BACKGROUND: In 2009 the American Society for Gastrointestinal Endoscopy (ASGE) guidelines advised that both aspirin and NSAIDs be continued prior to low-risk gastrointestinal endoscopic procedures. We sought to determine physician knowledge regarding these guidelines. METHODS: A survey questionnaire was developed based on the ASGE guidelines.

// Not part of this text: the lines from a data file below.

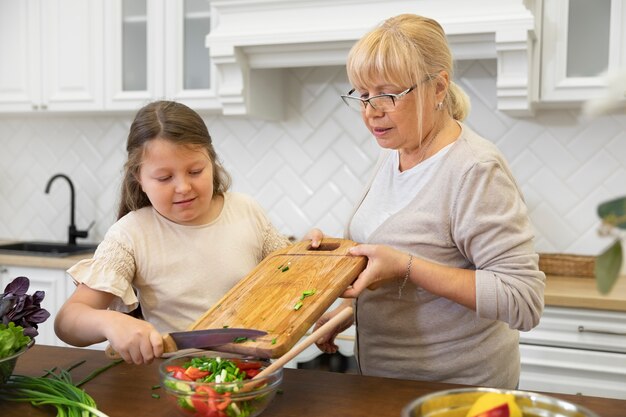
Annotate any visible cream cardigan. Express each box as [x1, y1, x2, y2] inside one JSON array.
[[347, 123, 545, 389]]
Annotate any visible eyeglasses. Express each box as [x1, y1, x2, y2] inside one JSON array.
[[341, 85, 416, 113]]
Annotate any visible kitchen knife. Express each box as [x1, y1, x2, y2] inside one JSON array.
[[105, 328, 267, 359]]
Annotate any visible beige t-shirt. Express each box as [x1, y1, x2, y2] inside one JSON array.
[[67, 192, 290, 333]]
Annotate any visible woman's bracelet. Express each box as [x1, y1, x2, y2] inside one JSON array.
[[398, 253, 413, 298]]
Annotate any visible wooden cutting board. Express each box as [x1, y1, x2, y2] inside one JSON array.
[[188, 238, 366, 358]]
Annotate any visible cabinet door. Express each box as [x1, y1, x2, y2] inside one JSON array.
[[0, 265, 67, 347], [164, 0, 219, 109], [520, 344, 626, 399], [0, 0, 104, 112], [0, 0, 42, 112], [104, 0, 164, 110], [540, 0, 626, 102], [40, 0, 104, 111]]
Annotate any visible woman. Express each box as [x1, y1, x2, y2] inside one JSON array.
[[313, 14, 545, 389]]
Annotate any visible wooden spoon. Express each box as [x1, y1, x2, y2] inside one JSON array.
[[248, 305, 354, 385]]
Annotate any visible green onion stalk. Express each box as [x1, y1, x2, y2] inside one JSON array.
[[0, 359, 122, 417]]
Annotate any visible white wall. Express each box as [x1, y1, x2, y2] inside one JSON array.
[[0, 59, 625, 257]]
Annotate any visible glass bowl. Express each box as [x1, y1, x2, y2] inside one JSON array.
[[159, 351, 282, 417], [401, 387, 600, 417], [0, 339, 35, 384]]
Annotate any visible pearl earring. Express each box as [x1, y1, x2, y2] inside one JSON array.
[[436, 102, 444, 111]]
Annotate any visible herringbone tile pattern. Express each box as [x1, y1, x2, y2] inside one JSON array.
[[0, 60, 625, 257]]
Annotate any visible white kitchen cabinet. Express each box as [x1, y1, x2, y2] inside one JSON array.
[[104, 0, 219, 111], [0, 0, 104, 112], [539, 0, 626, 103], [519, 306, 626, 399], [0, 264, 68, 347]]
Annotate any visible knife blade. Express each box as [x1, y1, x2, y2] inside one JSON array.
[[164, 328, 267, 352], [105, 328, 267, 359]]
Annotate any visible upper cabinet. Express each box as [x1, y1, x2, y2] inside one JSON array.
[[0, 0, 217, 113], [105, 0, 219, 110], [538, 0, 626, 103], [0, 0, 104, 112]]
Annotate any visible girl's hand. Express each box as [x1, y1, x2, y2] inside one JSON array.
[[342, 244, 408, 298], [104, 313, 164, 365], [302, 228, 324, 248], [313, 302, 354, 354]]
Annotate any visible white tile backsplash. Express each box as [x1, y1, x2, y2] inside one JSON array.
[[1, 60, 625, 259]]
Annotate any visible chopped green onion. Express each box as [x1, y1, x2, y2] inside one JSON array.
[[281, 266, 290, 272], [293, 301, 303, 311], [300, 289, 316, 300], [151, 393, 160, 399]]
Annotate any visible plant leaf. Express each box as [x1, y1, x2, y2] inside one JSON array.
[[2, 276, 30, 296], [594, 239, 623, 294], [597, 196, 626, 229]]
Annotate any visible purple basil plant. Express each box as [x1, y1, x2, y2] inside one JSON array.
[[0, 276, 50, 337]]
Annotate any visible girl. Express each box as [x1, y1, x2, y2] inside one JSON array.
[[55, 101, 292, 364]]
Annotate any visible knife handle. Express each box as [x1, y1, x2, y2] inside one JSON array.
[[104, 344, 121, 360], [162, 333, 178, 353], [104, 333, 178, 359]]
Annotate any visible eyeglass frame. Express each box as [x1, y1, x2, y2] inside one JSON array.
[[341, 86, 416, 112], [340, 74, 438, 113]]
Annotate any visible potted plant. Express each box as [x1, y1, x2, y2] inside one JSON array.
[[596, 197, 625, 294], [584, 69, 626, 294], [0, 276, 50, 382]]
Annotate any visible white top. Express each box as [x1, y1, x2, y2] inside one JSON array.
[[67, 192, 290, 333], [351, 145, 452, 243]]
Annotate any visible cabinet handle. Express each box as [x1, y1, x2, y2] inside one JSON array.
[[577, 325, 626, 336]]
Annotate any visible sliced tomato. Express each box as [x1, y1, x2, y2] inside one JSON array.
[[233, 360, 263, 370], [191, 395, 210, 414], [244, 368, 261, 379], [215, 396, 231, 411], [172, 369, 194, 381], [185, 366, 210, 380], [166, 365, 187, 373], [196, 386, 218, 398]]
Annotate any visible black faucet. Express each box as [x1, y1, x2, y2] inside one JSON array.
[[45, 173, 90, 245]]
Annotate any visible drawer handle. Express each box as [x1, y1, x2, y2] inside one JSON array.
[[578, 325, 626, 336]]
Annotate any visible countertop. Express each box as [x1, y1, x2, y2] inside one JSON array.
[[1, 345, 625, 417], [1, 247, 625, 312], [0, 250, 92, 269]]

Physicians were queried about whether they would continue/stop aspirin in a patient with cardiac disease and in a patient taking NSAIDs for arthritis whether they would continue/stop NSAIDs prior to endoscopy. The survey was administered at three academic medical centers. Demographic information: level of training, board certification, teaching trainees, percentage of time in clinical practice, year of medical school graduation, and location of medical school were all reviewed. The primary outcome was number of questions answered correctly and predictors of correct responses. RESULTS: The survey was administered to 941 participants with 12 declining to participate, while 80% (740/929) of the subjects completed the survey; 20% (150/740) respondents answered both questions correctly and 42% (310/740) answered one question correctly. There was no significant difference between institutions (p = 0.6) or between attendings and trainees (p = 0.75). Multivariate predictors of correct answers were self-reported familiarity with the guideline (-0.029; 95% CI -0.003 to -0.056, p < 0.031), level of training (0.050; 95% CI 0.012-0.088, p = 0.010), and specialty (0.108; 95% CI 0.058-0.159, p < 0.0001). Finally, there was an inverse, linear relationship between postgraduate year and percent questions correct. CONCLUSION: Physician knowledge of guidelines regarding the use of aspirin and NSAIDs prior to endoscopy is suboptimal. Interventions are necessary to improve knowledge of the current pre-procedure guidelines.